3M’s Pollution Prevention Pays (3P) program has saved that company $1 billion. While the program itself is older than the relatively new concept of corporate sustainability (launched in 1975), it is nonetheless cited by sustainability proponents as an example of what a company can do to reduce waste. 3P manages this by consistently reformulating products, modifying processes, redesigning equipment, and reusing waste materials.

Andrew Savitz and Karl Weber make a case for corporate sustainability and outline six steps toward launching a CSR effort. They point to two good examples. Volvo gauged its customers’ needs when it began to develop enhanced safety features while US automakers balked at the idea. Toyota anticipated industry change — rising gas prices — by introducing the hybrid Prius. Volvo revolutionized vehicle safety and saw increased profits. Toyota revolutionized fuel technology and is now the world’s #1 automaker.

While these are just a few examples, it’s clear that corporate sustainability should no longer be the butt of boardroom jokes. It’s a strategy worth investigating.

The last days of Internet radio?

I am one of the many consumers of Internet radio, a godsend to the computer-bound worker. Internet radio has introduced me to countless new musical artists over the past few years and provides a constant and exhilarating soundtrack to my workday. Stations like KUT (Austin) and KCRW (Los Angeles) are among the hundreds of stations around the country that deliver music to online listeners free of charge.

Those days might soon be a memory, though. Earlier this year the Copyright Royalty Board voted to increase royalty rates that digital radio operators pay to SoundExchange, an artists’ rights group representing copyright owners.

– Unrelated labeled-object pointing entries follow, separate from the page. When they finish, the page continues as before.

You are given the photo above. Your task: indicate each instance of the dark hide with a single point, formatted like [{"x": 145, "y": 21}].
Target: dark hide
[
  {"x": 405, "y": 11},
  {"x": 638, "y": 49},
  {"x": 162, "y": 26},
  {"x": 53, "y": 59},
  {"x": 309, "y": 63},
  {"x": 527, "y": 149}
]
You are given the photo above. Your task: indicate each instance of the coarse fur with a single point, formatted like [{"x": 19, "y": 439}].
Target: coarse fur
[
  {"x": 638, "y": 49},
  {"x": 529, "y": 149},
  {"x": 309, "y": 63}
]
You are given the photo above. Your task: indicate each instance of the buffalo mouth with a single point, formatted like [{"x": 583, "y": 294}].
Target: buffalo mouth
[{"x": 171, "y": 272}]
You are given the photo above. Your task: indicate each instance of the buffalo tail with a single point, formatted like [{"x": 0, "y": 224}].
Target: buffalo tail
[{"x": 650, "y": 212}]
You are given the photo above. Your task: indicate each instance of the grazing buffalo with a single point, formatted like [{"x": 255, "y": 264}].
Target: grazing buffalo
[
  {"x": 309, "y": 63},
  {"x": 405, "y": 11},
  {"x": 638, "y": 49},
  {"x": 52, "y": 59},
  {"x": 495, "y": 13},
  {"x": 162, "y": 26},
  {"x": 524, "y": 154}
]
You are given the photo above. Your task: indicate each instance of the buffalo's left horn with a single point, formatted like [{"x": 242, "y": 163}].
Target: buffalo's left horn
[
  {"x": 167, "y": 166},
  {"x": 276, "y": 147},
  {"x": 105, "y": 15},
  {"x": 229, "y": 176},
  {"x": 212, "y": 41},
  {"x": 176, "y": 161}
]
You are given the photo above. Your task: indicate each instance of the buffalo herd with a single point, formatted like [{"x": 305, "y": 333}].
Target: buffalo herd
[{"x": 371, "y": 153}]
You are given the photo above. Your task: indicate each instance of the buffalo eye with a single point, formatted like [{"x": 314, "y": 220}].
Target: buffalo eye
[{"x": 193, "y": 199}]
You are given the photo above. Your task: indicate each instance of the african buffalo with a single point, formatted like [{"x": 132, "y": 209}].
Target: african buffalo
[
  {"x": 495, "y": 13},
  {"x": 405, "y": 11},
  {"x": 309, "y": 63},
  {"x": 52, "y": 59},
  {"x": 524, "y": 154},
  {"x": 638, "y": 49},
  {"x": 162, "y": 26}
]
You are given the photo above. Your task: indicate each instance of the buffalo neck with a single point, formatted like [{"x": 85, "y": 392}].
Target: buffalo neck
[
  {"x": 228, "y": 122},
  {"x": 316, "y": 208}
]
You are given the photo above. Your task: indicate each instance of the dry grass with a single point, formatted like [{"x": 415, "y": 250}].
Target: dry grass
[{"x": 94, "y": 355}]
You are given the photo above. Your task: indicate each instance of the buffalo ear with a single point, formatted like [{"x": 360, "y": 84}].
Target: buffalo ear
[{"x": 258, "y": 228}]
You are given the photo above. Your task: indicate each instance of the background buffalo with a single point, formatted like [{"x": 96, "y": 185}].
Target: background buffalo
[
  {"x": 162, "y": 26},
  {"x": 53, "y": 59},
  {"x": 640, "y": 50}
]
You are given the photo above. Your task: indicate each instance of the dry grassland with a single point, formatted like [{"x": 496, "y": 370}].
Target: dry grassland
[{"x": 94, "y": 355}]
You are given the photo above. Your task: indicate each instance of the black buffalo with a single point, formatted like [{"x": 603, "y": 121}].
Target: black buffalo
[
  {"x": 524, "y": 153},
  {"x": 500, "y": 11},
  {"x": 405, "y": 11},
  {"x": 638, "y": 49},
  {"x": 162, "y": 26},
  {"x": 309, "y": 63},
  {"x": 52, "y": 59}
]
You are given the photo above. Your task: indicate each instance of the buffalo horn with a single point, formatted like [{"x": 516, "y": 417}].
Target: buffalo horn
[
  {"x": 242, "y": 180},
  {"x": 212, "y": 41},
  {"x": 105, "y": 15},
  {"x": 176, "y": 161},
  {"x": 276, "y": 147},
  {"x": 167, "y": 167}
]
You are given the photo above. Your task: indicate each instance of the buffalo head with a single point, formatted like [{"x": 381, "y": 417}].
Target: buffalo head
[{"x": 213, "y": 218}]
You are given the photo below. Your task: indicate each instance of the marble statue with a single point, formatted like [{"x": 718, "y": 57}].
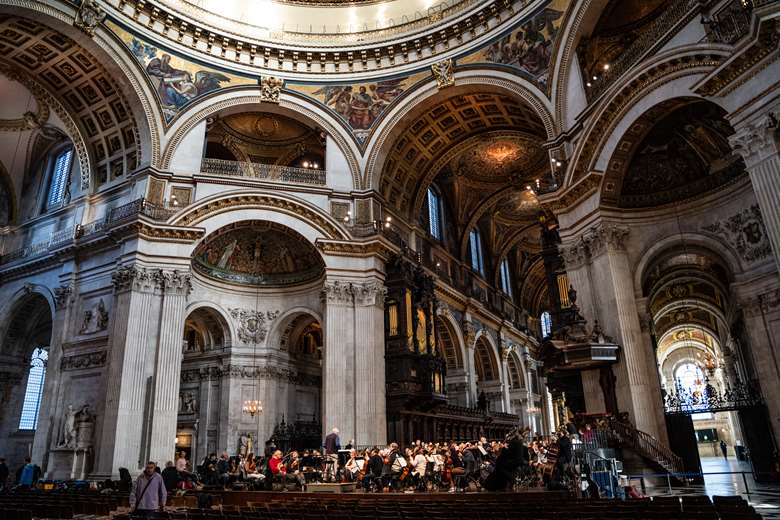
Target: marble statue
[{"x": 68, "y": 435}]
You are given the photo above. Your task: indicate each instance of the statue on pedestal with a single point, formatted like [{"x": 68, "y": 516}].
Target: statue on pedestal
[{"x": 68, "y": 433}]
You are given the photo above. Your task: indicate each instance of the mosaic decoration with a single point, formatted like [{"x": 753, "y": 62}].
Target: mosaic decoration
[
  {"x": 258, "y": 253},
  {"x": 528, "y": 48},
  {"x": 177, "y": 81},
  {"x": 360, "y": 104}
]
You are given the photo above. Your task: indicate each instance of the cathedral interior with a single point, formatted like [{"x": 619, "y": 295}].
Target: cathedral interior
[{"x": 405, "y": 219}]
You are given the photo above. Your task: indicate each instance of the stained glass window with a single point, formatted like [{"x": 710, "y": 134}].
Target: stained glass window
[{"x": 34, "y": 391}]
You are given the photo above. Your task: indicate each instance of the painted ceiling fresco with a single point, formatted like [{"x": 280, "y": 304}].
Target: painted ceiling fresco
[
  {"x": 177, "y": 81},
  {"x": 528, "y": 48},
  {"x": 258, "y": 253}
]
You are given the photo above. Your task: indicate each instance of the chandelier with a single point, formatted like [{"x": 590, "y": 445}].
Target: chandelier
[{"x": 253, "y": 407}]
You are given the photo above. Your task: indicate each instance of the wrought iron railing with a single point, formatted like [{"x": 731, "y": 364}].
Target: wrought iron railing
[
  {"x": 711, "y": 399},
  {"x": 730, "y": 23},
  {"x": 673, "y": 15},
  {"x": 266, "y": 172},
  {"x": 63, "y": 237},
  {"x": 645, "y": 445}
]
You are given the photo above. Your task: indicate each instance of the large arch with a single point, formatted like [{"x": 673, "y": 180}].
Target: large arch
[
  {"x": 668, "y": 75},
  {"x": 111, "y": 119},
  {"x": 427, "y": 95},
  {"x": 244, "y": 98}
]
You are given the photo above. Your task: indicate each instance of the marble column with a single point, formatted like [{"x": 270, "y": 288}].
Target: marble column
[
  {"x": 762, "y": 325},
  {"x": 757, "y": 143},
  {"x": 371, "y": 416},
  {"x": 132, "y": 342},
  {"x": 338, "y": 382},
  {"x": 469, "y": 338},
  {"x": 162, "y": 440},
  {"x": 48, "y": 420}
]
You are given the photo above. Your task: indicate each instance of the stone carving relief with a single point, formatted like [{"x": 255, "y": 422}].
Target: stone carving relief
[
  {"x": 76, "y": 429},
  {"x": 270, "y": 89},
  {"x": 95, "y": 319},
  {"x": 89, "y": 16},
  {"x": 745, "y": 232},
  {"x": 84, "y": 361},
  {"x": 252, "y": 326},
  {"x": 443, "y": 73},
  {"x": 187, "y": 403},
  {"x": 593, "y": 242}
]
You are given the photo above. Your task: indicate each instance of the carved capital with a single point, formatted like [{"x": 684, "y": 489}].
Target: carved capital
[
  {"x": 271, "y": 89},
  {"x": 134, "y": 278},
  {"x": 370, "y": 293},
  {"x": 62, "y": 296},
  {"x": 89, "y": 16},
  {"x": 174, "y": 282},
  {"x": 337, "y": 292},
  {"x": 606, "y": 237},
  {"x": 756, "y": 140},
  {"x": 443, "y": 72}
]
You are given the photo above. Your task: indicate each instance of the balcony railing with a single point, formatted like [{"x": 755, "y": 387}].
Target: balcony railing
[
  {"x": 115, "y": 216},
  {"x": 673, "y": 15},
  {"x": 266, "y": 172}
]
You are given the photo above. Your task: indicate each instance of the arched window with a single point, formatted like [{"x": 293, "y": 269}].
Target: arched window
[
  {"x": 689, "y": 377},
  {"x": 434, "y": 214},
  {"x": 34, "y": 391},
  {"x": 475, "y": 248},
  {"x": 546, "y": 320},
  {"x": 59, "y": 177},
  {"x": 506, "y": 280}
]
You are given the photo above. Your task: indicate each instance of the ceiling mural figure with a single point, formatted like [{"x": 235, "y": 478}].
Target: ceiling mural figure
[{"x": 258, "y": 253}]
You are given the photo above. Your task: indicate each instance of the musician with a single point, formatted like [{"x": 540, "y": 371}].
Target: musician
[{"x": 332, "y": 446}]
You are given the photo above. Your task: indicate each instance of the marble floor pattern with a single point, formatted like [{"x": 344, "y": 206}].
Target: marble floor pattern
[{"x": 765, "y": 498}]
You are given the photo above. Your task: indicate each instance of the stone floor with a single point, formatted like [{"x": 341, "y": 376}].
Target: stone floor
[{"x": 765, "y": 498}]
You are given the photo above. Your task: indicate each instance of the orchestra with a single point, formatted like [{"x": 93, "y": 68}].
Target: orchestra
[{"x": 452, "y": 466}]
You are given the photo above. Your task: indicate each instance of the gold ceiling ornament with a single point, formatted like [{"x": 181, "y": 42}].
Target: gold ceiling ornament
[
  {"x": 270, "y": 89},
  {"x": 443, "y": 72}
]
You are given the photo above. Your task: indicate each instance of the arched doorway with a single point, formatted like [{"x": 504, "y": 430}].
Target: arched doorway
[
  {"x": 488, "y": 376},
  {"x": 456, "y": 379},
  {"x": 252, "y": 365},
  {"x": 23, "y": 367},
  {"x": 206, "y": 343}
]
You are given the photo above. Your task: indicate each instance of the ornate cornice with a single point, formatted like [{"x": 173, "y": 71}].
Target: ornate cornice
[
  {"x": 601, "y": 238},
  {"x": 762, "y": 304},
  {"x": 214, "y": 373},
  {"x": 200, "y": 213},
  {"x": 142, "y": 279},
  {"x": 84, "y": 361}
]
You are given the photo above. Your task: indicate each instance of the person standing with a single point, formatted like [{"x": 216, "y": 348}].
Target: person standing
[
  {"x": 148, "y": 494},
  {"x": 28, "y": 475},
  {"x": 3, "y": 474},
  {"x": 332, "y": 447}
]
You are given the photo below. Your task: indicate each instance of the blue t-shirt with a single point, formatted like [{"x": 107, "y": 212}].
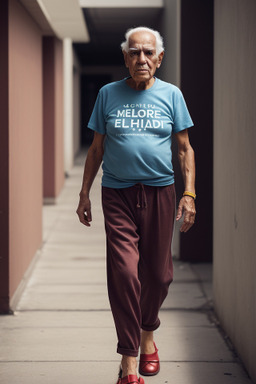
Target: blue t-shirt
[{"x": 138, "y": 126}]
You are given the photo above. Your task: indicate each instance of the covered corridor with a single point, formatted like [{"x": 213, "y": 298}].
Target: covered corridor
[{"x": 63, "y": 332}]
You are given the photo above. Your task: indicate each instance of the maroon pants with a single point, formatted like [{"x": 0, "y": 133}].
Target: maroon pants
[{"x": 139, "y": 227}]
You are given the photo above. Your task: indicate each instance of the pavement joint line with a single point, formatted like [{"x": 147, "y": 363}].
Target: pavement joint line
[
  {"x": 118, "y": 361},
  {"x": 191, "y": 310}
]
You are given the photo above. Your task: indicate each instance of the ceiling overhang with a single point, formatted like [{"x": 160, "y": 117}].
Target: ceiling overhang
[{"x": 64, "y": 18}]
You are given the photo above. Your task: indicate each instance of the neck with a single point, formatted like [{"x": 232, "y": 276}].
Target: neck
[{"x": 140, "y": 85}]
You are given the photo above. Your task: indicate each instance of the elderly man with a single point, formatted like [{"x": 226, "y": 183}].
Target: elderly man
[{"x": 133, "y": 122}]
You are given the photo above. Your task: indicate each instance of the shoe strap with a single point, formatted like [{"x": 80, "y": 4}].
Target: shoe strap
[{"x": 130, "y": 379}]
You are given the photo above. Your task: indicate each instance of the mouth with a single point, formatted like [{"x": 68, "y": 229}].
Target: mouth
[{"x": 142, "y": 70}]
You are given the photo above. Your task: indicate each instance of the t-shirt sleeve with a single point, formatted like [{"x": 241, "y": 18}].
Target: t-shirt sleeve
[
  {"x": 182, "y": 119},
  {"x": 97, "y": 119}
]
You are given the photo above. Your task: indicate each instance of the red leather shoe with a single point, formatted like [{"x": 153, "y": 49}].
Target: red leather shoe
[
  {"x": 130, "y": 379},
  {"x": 149, "y": 363}
]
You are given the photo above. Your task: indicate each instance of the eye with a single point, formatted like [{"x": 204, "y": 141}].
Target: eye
[{"x": 134, "y": 53}]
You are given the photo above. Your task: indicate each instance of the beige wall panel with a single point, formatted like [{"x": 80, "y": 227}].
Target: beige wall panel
[
  {"x": 59, "y": 135},
  {"x": 25, "y": 145},
  {"x": 234, "y": 174}
]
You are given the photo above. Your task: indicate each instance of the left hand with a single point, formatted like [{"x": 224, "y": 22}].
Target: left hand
[{"x": 186, "y": 206}]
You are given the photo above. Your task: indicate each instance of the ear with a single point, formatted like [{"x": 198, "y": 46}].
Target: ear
[
  {"x": 125, "y": 58},
  {"x": 160, "y": 58}
]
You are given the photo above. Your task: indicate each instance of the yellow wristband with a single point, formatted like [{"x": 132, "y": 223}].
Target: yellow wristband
[{"x": 187, "y": 193}]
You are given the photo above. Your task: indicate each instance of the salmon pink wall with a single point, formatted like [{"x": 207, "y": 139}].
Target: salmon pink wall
[{"x": 25, "y": 141}]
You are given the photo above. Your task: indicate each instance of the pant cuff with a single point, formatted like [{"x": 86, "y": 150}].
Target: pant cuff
[
  {"x": 127, "y": 352},
  {"x": 150, "y": 328}
]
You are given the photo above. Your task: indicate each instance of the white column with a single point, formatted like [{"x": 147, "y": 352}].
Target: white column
[{"x": 68, "y": 104}]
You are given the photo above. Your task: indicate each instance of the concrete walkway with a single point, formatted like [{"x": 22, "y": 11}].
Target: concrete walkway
[{"x": 63, "y": 333}]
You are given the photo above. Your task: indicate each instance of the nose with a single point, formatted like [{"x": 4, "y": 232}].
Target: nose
[{"x": 142, "y": 58}]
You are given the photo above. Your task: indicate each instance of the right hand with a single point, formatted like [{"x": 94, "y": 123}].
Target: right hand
[{"x": 84, "y": 210}]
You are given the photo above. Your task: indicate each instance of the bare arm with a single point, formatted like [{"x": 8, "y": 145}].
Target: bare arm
[
  {"x": 92, "y": 164},
  {"x": 187, "y": 164}
]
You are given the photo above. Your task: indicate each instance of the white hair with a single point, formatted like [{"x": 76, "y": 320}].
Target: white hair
[{"x": 129, "y": 32}]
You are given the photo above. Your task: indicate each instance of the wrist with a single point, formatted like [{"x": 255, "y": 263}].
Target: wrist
[{"x": 190, "y": 194}]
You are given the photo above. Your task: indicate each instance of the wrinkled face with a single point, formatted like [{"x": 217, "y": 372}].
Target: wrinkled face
[{"x": 142, "y": 59}]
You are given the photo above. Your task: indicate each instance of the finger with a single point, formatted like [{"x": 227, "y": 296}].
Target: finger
[
  {"x": 187, "y": 223},
  {"x": 83, "y": 217}
]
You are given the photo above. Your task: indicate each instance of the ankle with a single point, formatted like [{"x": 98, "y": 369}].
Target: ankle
[
  {"x": 129, "y": 366},
  {"x": 147, "y": 342}
]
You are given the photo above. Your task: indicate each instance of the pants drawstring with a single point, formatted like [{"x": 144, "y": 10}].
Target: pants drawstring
[{"x": 141, "y": 197}]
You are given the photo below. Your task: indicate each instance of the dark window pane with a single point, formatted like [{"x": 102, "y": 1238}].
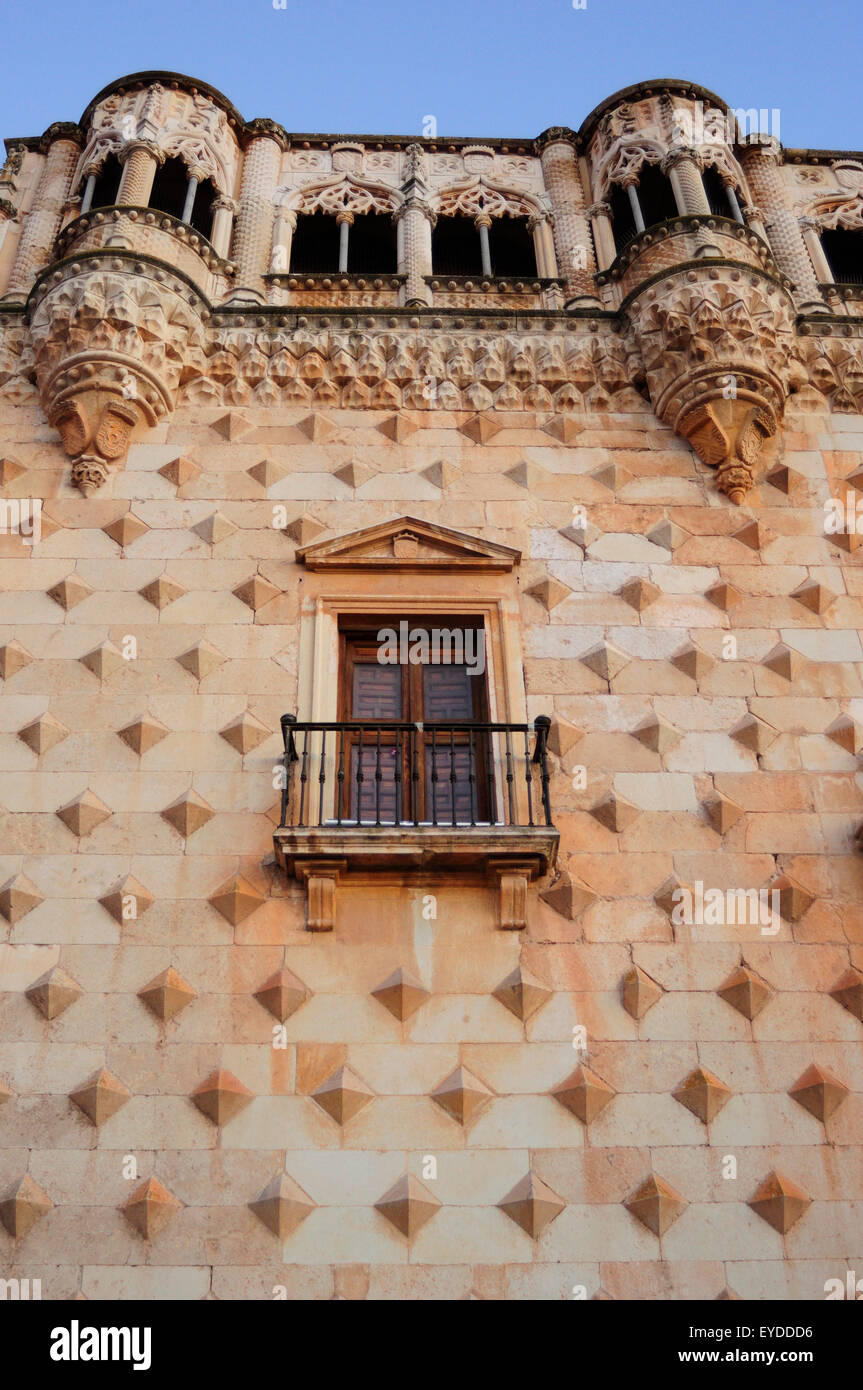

The ruling means broadcasters like KUT and KCRW, both of which subsist heavily on listener donations, will have to pay a per-song fee beginning July 15. That translates to 7/100 of a cent for every listener to every song dating back to January 1, 2006, and the cost is expected to triple by 2010.

It’s no great mystery what will happen if the ruling is left as is. Internet broadcasters around the country will close up shop in lieu of paying the new rates (except, perhaps, for corporate-backed providers like AOL Radio). Luckily, enough people are criticizing the proposal to pique Congress’ interest. Both the House and Senate have introduced bills aimed at halting the rate increase while seeking a more achievable flat royalty fee.

Do artists deserve to be paid for their art? Absolutely. But it’s pretty clear to me and others that if the ruling stands, those artists who need the dough most probably won’t get their music played anyway. That’s the beauty of Internet radio today — obscure artists have an efficient and direct marketing channel straight into the headphones of thousands of listeners and potential music buyers every single day.